Keflavík ÍF
- Full name: Keflavík, íþrótta- og ungmennafélag
- Founded: 29 September 1929
- Colours: Blue, White
- Website: www.keflavik.is

= Keflavík ÍF =

Icelandic sports club

Keflavík ÍF (Keflavík, íþrótta- og ungmennafélag, lit. 'Keflavík, sports and youth association') is an Icelandic sports club, from the town of Reykjanesbær. The club has several divisions for different sports: football, basketball, swimming, gymnastics, badminton, shooting, and taekwondo. Its biggest divisions are Knattspyrnudeild Keflavíkur (football) and Körfuknattleiksdeild Keflavíkur (basketball).

==Basketball==
Keflavík's basketball teams are one of the most successful basketball teams in Iceland with its men's and women's teams winning multiple national championships and cup titles over the years. The club also runs successful youth teams. The total number of titles won by the club is an Icelandic record, with around 200 national titles and cup wins in all age groups. The teams play their games at the TM Arena in Reykjanesbær.

===Men's basketball===

The Keflavík men's basketball team has won the fourth most Icelandic championships with 9 titles. They currently play in Úrvalsdeild karla.

===Women's basketball===

Keflavík's women's basketball team is the most successful women's basketball team in Iceland with 17 national championship. They currently play in Úrvalsdeild kvenna.

==Football==
===Men's football===

The Keflavík men's football team has played in the Icelandic football league since 1956 and won the national championship four times, in 1964, 1969, 1971, 1973.

===Women's football===
Keflavík's women's football team has played several seasons in the top-tier Icelandic league over its history. It won the second-tier 1. deild kvenna in 2004.

==History==
The history of Keflavík ÍF is considered to have begun in 1929. Its history has been convoluted, with several changes in name and status.

===Early years===
Keflavík Youth Club (Ungmennafélag Keflavíkur, UMFK) was founded on 29 September 1929 by 28 young people in the town of Keflavík. The club became a member of The Icelandic Youth Federation which had been established in 1907 as part of Iceland's drive for independence. The Keflavík Youth Club was a typical youth club of the era; forming teams in swimming and athletics, teaching physical education, putting on theatre productions and supporting various local causes. An important part of the Youth Federation was appreciation for the country and its people and the movement was especially active in rural areas and small towns.

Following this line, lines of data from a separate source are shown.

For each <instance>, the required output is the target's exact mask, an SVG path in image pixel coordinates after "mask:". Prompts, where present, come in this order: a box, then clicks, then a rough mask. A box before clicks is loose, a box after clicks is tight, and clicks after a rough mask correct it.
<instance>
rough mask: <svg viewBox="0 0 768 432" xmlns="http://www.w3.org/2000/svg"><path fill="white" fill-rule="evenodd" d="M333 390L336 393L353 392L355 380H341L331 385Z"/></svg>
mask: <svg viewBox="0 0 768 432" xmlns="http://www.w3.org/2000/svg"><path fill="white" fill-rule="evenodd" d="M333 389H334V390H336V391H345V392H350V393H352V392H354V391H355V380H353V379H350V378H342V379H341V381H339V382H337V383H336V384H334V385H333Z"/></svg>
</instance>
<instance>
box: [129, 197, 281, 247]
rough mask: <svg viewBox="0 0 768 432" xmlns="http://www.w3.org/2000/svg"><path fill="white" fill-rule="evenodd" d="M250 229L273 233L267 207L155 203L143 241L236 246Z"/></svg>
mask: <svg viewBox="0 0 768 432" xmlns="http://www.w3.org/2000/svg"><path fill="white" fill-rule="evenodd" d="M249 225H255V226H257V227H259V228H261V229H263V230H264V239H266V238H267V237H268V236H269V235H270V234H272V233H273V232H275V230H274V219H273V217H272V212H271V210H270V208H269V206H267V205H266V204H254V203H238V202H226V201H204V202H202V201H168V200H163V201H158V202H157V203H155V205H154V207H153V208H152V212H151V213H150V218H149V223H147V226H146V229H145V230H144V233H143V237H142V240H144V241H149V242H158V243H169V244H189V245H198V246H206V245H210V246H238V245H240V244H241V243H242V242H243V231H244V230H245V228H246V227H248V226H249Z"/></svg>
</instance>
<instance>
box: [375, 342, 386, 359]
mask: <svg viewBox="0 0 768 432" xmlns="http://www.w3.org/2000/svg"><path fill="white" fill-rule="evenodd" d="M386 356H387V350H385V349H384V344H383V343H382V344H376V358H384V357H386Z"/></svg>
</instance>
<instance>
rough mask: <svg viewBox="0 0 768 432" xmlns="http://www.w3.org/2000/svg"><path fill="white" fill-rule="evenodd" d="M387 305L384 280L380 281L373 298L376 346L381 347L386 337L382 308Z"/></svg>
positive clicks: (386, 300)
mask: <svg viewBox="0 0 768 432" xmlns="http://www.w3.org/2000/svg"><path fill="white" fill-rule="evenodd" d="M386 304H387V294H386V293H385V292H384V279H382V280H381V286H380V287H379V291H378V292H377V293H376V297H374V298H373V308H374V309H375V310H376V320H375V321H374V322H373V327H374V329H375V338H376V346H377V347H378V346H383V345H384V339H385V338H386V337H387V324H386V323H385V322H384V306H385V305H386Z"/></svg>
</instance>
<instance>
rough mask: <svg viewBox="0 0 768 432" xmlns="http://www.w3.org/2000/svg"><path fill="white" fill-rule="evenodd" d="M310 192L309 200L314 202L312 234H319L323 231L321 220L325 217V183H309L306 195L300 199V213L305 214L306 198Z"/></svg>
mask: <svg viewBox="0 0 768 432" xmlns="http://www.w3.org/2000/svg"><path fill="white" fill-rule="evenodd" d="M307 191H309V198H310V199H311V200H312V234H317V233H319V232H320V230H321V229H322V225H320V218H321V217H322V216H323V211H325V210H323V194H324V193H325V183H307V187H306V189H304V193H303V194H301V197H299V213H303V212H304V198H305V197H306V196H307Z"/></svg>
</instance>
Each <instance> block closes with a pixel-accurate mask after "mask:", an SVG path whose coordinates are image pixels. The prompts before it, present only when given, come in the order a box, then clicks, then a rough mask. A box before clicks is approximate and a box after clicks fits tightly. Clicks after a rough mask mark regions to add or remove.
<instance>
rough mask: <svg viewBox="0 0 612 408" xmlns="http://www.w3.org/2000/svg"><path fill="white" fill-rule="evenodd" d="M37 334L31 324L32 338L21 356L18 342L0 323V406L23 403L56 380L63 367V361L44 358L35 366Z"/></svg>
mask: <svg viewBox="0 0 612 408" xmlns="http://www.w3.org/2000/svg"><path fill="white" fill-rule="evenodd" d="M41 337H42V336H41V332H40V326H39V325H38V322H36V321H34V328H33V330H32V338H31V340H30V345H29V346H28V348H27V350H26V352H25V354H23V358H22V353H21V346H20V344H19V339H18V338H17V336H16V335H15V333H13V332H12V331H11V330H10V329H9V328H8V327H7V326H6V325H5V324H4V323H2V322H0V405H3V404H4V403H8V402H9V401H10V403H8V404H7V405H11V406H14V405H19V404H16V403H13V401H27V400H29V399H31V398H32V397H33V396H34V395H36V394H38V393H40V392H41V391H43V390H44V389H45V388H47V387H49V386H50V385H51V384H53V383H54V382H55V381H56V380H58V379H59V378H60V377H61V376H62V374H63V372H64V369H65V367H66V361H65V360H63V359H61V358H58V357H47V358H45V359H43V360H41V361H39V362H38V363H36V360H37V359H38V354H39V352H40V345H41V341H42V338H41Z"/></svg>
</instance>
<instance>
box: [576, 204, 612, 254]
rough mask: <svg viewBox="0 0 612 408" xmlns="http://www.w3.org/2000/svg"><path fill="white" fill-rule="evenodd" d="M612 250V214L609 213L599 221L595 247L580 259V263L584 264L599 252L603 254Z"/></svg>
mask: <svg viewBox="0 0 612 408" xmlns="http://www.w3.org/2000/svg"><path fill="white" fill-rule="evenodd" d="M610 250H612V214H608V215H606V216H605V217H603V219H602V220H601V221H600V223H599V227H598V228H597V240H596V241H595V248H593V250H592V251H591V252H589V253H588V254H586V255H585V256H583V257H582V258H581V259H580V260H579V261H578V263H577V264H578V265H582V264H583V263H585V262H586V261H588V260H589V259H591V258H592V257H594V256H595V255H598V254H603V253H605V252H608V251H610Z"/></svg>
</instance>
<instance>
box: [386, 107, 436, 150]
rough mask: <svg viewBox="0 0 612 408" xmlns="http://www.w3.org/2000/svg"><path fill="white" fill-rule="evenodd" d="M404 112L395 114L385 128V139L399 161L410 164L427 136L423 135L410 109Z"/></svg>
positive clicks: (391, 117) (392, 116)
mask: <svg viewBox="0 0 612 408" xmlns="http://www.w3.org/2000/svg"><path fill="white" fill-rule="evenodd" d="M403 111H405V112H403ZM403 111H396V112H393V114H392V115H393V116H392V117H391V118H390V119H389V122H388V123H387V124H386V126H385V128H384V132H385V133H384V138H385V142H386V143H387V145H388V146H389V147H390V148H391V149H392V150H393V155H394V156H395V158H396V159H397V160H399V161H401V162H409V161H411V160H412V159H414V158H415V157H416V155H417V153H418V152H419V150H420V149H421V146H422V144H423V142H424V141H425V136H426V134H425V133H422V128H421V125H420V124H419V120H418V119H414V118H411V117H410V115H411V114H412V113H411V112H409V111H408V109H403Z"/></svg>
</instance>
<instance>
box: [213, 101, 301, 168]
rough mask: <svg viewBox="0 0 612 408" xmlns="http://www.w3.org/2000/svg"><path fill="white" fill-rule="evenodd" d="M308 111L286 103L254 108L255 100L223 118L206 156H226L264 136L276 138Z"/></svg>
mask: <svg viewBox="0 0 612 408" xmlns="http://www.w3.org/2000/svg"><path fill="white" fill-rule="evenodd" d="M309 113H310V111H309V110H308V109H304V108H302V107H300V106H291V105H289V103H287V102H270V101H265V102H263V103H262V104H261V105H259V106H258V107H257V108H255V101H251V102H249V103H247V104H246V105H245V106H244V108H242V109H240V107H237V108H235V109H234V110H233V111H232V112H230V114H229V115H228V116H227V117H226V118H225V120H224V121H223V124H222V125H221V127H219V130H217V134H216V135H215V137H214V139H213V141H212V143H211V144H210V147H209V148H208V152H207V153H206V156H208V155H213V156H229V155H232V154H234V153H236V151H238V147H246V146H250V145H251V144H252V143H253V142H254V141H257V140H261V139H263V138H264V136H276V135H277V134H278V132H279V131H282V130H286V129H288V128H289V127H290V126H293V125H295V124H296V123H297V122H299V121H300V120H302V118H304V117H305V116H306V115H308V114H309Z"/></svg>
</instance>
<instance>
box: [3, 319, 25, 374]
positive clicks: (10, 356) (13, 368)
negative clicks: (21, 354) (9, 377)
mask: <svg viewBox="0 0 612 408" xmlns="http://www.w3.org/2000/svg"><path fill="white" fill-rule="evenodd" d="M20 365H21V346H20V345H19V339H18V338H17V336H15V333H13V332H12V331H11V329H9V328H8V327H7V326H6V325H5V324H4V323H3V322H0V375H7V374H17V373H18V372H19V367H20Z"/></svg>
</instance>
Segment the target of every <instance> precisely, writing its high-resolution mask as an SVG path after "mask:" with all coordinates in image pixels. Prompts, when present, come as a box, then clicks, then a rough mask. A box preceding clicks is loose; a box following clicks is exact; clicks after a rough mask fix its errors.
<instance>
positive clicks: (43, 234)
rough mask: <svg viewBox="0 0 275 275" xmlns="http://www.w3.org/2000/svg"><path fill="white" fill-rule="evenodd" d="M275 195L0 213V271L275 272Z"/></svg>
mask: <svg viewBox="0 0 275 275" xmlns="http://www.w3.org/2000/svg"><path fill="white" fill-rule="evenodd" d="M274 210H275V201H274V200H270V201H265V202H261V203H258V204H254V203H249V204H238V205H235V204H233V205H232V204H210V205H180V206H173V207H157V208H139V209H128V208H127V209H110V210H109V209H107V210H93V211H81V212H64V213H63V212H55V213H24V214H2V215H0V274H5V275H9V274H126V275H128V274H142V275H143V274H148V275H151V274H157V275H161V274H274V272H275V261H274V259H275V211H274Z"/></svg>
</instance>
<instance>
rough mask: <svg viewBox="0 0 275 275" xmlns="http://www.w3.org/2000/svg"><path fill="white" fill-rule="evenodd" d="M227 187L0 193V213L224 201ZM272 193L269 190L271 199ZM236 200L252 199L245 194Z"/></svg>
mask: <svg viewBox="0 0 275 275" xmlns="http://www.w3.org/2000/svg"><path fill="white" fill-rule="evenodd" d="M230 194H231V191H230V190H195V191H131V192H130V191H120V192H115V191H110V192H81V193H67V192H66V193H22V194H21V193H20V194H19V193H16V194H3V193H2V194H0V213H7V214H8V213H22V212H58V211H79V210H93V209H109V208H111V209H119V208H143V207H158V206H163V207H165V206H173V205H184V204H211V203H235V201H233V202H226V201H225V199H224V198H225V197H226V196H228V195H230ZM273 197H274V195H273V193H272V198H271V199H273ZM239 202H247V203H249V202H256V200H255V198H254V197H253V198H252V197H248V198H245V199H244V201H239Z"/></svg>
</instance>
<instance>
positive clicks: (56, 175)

On 12 July 1950 a second sports club was founded in Keflavík, the Keflavík Football Club (Knattspyrnufélag Keflavíkur, KFK). Despite its name, the club formed teams in football, handball and swimming.

===Sports federation===
With two major sports clubs in the small town of Keflavík it was felt that resources were being spread too thin. On 18 March 1956 a new club was formed, Keflavík Sports Federation (Íþróttabandalag Keflavíkur, ÍBK). Similar sports federations were formed in towns around Iceland. The idea behind them was that various groups and clubs could come together to represent the town in various sports, often against other towns. Another aim was to enable sportsmen from smaller towns to compete against the bigger clubs from Reykjavík, especially in football and other team sports. The town federations also represented the town's clubs within national associations. In Keflavík the existing clubs were not disbanded but their operations were limited. Keflavík Youth Club continued to work within the national youth movement, mainly on social and cultural issues. Sporting activities within the youth club and Keflavík Football Club were virtually non-existent, although the youth club participated in the semi-annual national youth festival. The two clubs also played against each other in team sports like football and handball on special occasions in the town, like Independence Day.

===Modern era===
In 1994 the town of Keflavík merged with its neighbouring towns of Njarðvík and Hafnir to form a new municipality, Reykjanesbær. A new sports federation was formed for the new town, Reykjanesbær Sports Federation (Íþróttabandalag Reykjanesbæjar, ÍRB). With the Keflavík club no longer a sports federation it was decided to form a new club, Keflavík Sports and Youth Club (Keflavík, íþrótta- og ungmennafélag), which was to be commonly known as Keflavík. The youth in the title was to indicate that the club was a member of The Icelandic Youth Federation. The new club also became a member of The National Olympic and Sports Association of Iceland (Íþrótta- og Ólympíusamband Íslands, ÍSÍ) and Reykjanesbær Sports Federation.